National Union of Warehouse and General Workers
- Merged into: National Union of Distributive and Allied Workers
- Founded: 1911
- Dissolved: 1921
- Headquarters: Spekeland Buildings, 22 Canning Place, Liverpool
- Location: United Kingdom;
- Key people: William Albert Robinson (Gen Sec)
- Affiliations: TUC, NTWF

= National Union of Warehouse and General Workers =

Former trade union of the United Kingdom

The National Union of Warehouse and General Workers was a trade union representing workers, mostly in commercial warehouses, in the United Kingdom.

The union was founded in 1911 when six local unions in Liverpool and Manchester merged, forming the Amalgamated General and Warehouse Workers' Union. Although the majority of members worked in commercial warehouses, one of the founding unions included tobacco workers, who also transferred to the new union. In 1913, the union renamed itself as the "National Union of Warehouse and General Workers".

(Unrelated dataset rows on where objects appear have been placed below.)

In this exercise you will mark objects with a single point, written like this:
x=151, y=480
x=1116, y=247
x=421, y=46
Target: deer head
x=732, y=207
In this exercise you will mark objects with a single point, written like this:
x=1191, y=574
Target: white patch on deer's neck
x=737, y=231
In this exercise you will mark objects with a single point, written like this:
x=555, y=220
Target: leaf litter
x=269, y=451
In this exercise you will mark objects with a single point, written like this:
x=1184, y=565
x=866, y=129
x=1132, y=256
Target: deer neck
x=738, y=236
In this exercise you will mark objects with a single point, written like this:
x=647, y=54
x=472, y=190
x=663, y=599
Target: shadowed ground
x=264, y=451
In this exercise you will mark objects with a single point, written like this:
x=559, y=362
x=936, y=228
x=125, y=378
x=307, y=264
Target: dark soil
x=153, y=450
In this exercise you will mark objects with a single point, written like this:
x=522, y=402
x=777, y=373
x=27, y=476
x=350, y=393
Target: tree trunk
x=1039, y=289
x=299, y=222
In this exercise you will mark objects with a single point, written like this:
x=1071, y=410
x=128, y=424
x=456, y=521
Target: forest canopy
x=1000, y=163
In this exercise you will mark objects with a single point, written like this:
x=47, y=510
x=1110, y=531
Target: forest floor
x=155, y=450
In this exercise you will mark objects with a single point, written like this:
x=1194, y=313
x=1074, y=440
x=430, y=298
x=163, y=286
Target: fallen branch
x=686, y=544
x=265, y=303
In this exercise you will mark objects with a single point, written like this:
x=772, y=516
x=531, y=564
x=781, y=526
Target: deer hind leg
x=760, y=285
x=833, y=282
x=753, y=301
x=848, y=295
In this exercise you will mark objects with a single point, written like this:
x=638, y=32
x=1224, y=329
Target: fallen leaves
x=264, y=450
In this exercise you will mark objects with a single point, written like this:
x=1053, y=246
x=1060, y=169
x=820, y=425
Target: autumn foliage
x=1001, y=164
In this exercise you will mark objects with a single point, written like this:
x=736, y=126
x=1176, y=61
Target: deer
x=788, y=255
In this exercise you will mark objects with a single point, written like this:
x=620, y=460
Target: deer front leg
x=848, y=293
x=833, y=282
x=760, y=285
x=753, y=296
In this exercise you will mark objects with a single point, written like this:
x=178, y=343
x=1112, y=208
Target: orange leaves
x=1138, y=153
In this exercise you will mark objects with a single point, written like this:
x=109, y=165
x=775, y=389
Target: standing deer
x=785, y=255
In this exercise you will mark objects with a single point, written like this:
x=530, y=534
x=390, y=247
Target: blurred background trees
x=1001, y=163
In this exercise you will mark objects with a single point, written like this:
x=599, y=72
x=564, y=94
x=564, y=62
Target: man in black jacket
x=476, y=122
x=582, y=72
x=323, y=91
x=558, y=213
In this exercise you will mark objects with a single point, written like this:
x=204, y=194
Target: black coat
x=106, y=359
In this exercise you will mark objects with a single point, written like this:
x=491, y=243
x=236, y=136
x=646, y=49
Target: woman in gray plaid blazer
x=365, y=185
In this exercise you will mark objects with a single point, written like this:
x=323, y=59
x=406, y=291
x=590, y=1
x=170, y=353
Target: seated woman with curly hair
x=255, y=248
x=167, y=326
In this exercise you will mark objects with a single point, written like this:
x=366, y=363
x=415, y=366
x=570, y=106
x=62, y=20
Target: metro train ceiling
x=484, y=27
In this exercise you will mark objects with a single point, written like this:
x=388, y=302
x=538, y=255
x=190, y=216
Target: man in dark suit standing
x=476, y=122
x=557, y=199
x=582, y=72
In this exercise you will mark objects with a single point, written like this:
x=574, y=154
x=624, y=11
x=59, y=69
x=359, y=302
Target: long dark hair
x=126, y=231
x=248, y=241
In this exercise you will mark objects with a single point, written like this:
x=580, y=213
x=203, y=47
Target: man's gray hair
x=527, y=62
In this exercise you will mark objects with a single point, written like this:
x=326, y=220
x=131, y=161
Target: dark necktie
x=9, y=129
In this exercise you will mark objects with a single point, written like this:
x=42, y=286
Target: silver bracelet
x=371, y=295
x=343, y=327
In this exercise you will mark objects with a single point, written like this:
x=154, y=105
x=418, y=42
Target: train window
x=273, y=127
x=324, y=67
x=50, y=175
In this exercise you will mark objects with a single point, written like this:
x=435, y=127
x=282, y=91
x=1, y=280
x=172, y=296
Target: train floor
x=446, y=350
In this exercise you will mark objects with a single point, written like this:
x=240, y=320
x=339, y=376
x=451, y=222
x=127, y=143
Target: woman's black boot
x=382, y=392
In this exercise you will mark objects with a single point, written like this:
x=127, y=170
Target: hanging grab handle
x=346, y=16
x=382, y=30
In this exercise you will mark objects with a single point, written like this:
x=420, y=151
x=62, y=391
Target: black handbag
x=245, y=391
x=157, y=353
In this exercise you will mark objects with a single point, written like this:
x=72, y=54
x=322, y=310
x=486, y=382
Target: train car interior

The membership of the union varied considerably; it had 6,000 members on formation, but this fell to 4,000 the following year, before rising to 7,688 in 1915. It recruited huge numbers of members during World War I, and by 1920 claimed a membership of 96,000. It was particularly successful in recruiting toymakers, and by the end of the war, around 2,000 of its members worked in the sector.

At the start of 1921, the union merged with the Amalgamated Union of Co-operative Employees, forming the National Union of Distributive and Allied Workers.